By Michael Dunlop Published March 15, 2022 Updated October 14, 2022

The Coronavirus pandemic introduced a new stream of awareness to various sources of income, one of which was stock trading.

Stock trading is the act of buying and selling on the stock market.

Following the advent of easy-to-use online trading platforms like sofi investment platform, more people have access to stocks than ever before – and that access is only poised to increase – so with all that said, here’s a comprehensive look at how to succeed with self-employed day trading.

 

Invest In Businesses You Understand

The stock market is akin to a highway with over 24,000 stocks zooming through it each and every day.

With so many stocks in the market, it’s ridiculously hard to make good investment decisions – which is why the best way to consistently make a profit in the market is to invest in businesses you either inherently understand – or take the time out to research businesses before you put your money in them.

When you understand  a business, you essentially take the guess-work out of stock trading and automatically make better investing decisions because you’re always in the know about potential black swan events that could lead to a massive sell-off among the stock’s holders or that could lead to a huge rally in the stock’s share price.

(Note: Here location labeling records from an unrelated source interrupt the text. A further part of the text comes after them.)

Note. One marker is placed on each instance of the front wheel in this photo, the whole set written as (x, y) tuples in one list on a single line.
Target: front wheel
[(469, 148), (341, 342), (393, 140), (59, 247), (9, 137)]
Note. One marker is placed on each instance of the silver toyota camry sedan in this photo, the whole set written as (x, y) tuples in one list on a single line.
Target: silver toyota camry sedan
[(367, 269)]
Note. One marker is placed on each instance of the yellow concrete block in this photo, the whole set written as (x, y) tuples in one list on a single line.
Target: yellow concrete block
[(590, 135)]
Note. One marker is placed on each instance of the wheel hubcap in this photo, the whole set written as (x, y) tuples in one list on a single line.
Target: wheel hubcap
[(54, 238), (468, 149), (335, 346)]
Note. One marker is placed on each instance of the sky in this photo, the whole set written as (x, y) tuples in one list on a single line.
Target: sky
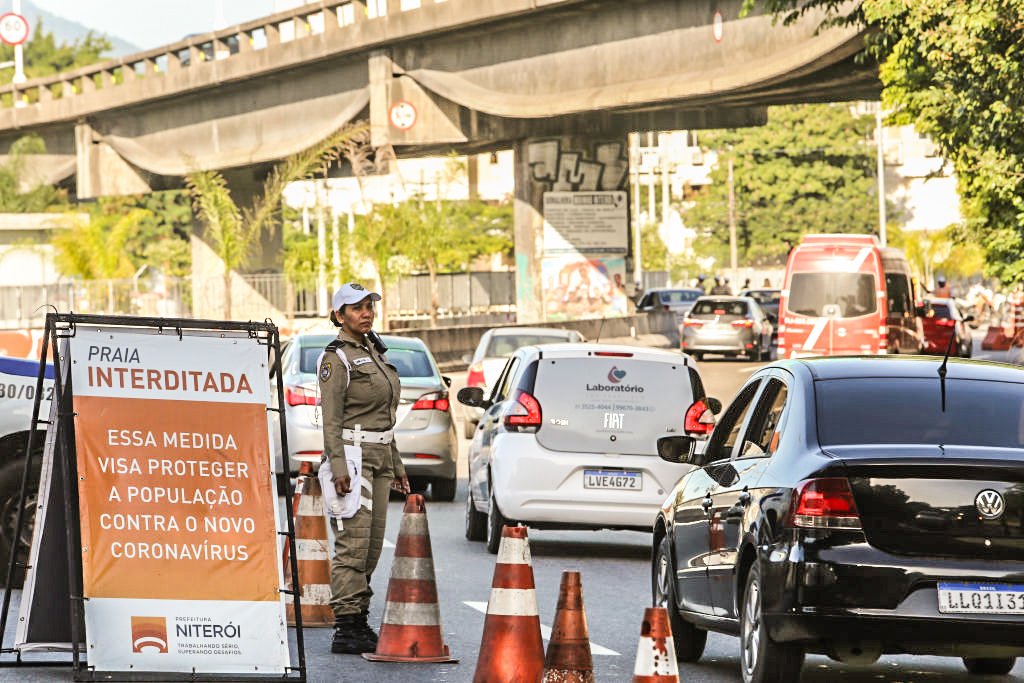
[(151, 24)]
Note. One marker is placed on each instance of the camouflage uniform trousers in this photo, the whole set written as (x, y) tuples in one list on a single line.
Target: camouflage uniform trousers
[(357, 548)]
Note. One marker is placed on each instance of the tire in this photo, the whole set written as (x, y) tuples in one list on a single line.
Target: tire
[(443, 489), (761, 658), (688, 639), (989, 666), (10, 491), (476, 521), (496, 521)]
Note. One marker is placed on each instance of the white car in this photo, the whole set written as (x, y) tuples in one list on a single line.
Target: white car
[(568, 438), (495, 348)]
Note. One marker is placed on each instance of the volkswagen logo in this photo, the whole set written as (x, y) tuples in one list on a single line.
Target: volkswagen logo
[(990, 504)]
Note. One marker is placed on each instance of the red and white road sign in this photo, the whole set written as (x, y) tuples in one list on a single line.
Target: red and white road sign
[(402, 115), (13, 29)]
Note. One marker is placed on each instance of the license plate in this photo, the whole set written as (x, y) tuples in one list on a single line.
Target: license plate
[(612, 479), (981, 598)]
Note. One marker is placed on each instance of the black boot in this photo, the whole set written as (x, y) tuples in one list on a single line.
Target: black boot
[(349, 638), (364, 627)]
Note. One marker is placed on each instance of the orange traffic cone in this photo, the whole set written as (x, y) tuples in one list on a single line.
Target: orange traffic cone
[(411, 630), (311, 553), (511, 649), (656, 652), (568, 657)]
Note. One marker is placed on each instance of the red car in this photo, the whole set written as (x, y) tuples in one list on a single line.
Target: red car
[(942, 318)]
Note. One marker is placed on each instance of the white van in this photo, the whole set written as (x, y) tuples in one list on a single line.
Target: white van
[(568, 438)]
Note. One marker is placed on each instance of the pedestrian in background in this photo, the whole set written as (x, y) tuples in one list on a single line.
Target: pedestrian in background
[(359, 392)]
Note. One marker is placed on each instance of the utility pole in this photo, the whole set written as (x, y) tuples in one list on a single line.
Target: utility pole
[(732, 221), (881, 167), (635, 172)]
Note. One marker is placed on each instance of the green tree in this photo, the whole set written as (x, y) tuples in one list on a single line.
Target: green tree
[(45, 56), (809, 169), (952, 70), (445, 236), (235, 231), (16, 194)]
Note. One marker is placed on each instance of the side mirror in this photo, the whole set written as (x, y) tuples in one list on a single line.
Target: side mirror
[(472, 396), (676, 449)]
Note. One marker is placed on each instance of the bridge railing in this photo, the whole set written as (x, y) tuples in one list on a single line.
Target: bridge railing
[(307, 20)]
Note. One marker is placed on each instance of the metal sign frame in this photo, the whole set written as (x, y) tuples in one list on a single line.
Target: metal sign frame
[(64, 326)]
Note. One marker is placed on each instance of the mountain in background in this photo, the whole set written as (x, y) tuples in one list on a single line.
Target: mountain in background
[(68, 32)]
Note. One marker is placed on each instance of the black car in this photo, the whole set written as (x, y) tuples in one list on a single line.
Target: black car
[(852, 507)]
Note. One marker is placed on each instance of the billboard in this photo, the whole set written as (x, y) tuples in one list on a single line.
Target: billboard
[(178, 511)]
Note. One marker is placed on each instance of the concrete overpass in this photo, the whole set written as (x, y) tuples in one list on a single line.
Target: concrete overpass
[(561, 81)]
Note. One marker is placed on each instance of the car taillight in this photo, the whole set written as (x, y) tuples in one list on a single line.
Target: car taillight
[(695, 420), (432, 401), (475, 377), (300, 396), (825, 503), (523, 415)]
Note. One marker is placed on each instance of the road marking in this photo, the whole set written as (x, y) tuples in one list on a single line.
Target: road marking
[(545, 630)]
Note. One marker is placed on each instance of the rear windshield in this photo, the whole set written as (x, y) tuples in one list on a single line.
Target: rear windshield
[(679, 296), (909, 411), (833, 294), (502, 346), (771, 296), (410, 361), (610, 404), (712, 308)]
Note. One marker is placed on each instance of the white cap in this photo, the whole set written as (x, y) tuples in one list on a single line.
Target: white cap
[(351, 293)]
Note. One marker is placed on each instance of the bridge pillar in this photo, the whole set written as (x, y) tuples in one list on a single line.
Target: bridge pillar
[(100, 171), (571, 263)]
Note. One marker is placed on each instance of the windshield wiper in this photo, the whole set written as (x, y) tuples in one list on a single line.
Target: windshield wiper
[(942, 369)]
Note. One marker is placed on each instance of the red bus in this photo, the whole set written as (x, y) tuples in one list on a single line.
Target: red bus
[(845, 294)]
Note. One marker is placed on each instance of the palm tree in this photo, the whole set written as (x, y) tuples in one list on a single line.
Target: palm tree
[(233, 230)]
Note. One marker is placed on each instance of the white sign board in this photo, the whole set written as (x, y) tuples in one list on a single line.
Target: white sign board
[(178, 513), (586, 222)]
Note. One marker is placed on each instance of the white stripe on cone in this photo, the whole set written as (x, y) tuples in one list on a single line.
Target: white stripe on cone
[(412, 613), (652, 660), (413, 567), (310, 549), (513, 602), (513, 551)]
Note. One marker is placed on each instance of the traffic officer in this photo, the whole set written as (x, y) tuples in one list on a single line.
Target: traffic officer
[(359, 394)]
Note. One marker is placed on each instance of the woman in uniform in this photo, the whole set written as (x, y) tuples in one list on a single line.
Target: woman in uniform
[(359, 394)]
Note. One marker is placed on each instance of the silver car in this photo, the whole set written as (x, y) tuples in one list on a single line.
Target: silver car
[(728, 325), (494, 350), (425, 431)]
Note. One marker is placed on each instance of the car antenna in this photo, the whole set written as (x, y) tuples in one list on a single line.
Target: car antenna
[(942, 370)]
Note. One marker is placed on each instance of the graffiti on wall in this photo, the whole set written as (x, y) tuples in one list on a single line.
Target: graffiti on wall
[(572, 170)]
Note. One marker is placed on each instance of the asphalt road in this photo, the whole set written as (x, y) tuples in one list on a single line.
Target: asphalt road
[(615, 567)]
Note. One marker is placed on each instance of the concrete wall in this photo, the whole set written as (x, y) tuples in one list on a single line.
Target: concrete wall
[(450, 344)]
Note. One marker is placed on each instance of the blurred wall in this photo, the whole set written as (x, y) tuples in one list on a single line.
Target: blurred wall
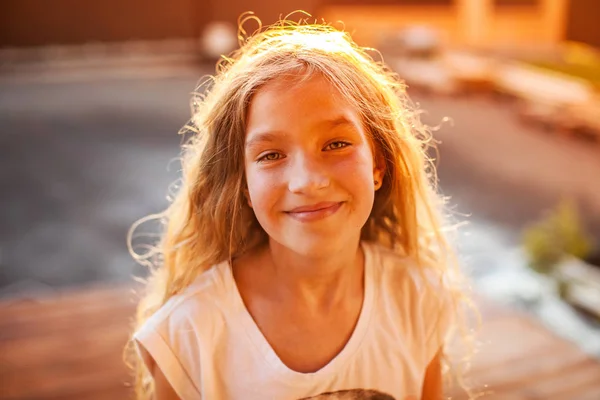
[(584, 22), (42, 22), (472, 22)]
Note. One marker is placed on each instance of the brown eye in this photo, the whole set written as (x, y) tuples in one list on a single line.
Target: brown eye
[(270, 157), (337, 145)]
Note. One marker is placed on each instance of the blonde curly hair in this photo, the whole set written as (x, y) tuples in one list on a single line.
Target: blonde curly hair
[(209, 220)]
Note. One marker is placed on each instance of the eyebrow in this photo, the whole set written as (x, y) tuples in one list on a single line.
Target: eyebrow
[(270, 136)]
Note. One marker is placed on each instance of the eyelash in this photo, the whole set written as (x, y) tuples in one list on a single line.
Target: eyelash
[(264, 158)]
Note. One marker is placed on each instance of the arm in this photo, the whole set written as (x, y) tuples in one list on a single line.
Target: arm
[(162, 388), (433, 387)]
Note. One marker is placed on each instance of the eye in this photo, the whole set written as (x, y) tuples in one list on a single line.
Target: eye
[(270, 157), (337, 145)]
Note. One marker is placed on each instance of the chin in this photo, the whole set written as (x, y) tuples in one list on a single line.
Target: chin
[(315, 246)]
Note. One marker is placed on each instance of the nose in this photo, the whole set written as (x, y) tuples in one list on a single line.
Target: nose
[(307, 174)]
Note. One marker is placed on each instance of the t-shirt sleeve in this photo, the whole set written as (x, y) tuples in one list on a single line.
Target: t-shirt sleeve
[(168, 340), (438, 312)]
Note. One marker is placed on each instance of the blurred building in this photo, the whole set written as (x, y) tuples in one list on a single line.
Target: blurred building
[(473, 22)]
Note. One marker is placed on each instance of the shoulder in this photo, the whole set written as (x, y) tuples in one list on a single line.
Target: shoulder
[(175, 336), (196, 305), (414, 293)]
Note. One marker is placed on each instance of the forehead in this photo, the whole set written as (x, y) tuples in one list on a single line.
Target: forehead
[(288, 104)]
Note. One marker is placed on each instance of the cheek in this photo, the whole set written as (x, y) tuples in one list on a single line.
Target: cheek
[(356, 168), (262, 191)]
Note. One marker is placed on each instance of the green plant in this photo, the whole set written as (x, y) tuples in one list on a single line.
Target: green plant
[(560, 233)]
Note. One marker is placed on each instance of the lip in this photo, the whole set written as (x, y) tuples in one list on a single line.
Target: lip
[(314, 212)]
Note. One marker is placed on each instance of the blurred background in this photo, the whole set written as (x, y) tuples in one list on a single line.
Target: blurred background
[(92, 95)]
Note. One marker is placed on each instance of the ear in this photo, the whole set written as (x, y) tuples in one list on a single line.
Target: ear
[(247, 196), (378, 171)]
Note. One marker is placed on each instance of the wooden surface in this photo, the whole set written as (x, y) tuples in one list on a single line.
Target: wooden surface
[(70, 347)]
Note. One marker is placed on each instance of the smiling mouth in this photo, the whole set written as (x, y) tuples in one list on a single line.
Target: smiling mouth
[(314, 212)]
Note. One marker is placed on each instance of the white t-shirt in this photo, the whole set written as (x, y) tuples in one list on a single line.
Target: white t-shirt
[(208, 346)]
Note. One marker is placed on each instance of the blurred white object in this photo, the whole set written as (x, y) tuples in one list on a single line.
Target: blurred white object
[(465, 65), (542, 86), (219, 38), (420, 39)]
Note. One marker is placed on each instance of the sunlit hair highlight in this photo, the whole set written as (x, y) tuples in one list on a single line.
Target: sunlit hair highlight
[(209, 220)]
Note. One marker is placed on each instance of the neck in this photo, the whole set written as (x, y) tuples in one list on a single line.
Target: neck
[(319, 283)]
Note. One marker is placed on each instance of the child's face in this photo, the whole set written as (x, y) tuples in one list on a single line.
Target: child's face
[(309, 166)]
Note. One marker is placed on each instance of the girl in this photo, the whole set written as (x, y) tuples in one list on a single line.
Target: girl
[(303, 256)]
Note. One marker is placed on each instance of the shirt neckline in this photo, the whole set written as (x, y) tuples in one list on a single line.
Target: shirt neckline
[(263, 347)]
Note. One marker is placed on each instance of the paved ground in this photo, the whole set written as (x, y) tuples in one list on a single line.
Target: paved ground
[(80, 161)]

The reason many investors fail to stay profitable is primarily because they invest in stocks that they have very little to no understanding of – after all, without having a deep understanding of everything a stock encompasses, it’ll be hard to hold it through dips and sell it through market tops. 

Invest In A Few Niches You Understand

One of the biggest pitfalls investors face is the fact that they focus on far too many sectors of the stock market as opposed to only a few niches they understand and are actively involved in.

You see, big investment firms and hedge-funds are usually able to consistently produce great annualized stock market returns because they boast small teams of quantitative analysts that specialize in various sectors of the market.

For instance, a team of analysts could focus exclusively on investments relating to the Electric Vehicle market, while another team of analysts could focus on investments within the 3D printing space.

Being able to specialize in just one or a few sectors in the market grants you an uncanny ability to find undervalued stocks and under-tapped opportunities in that area of the market.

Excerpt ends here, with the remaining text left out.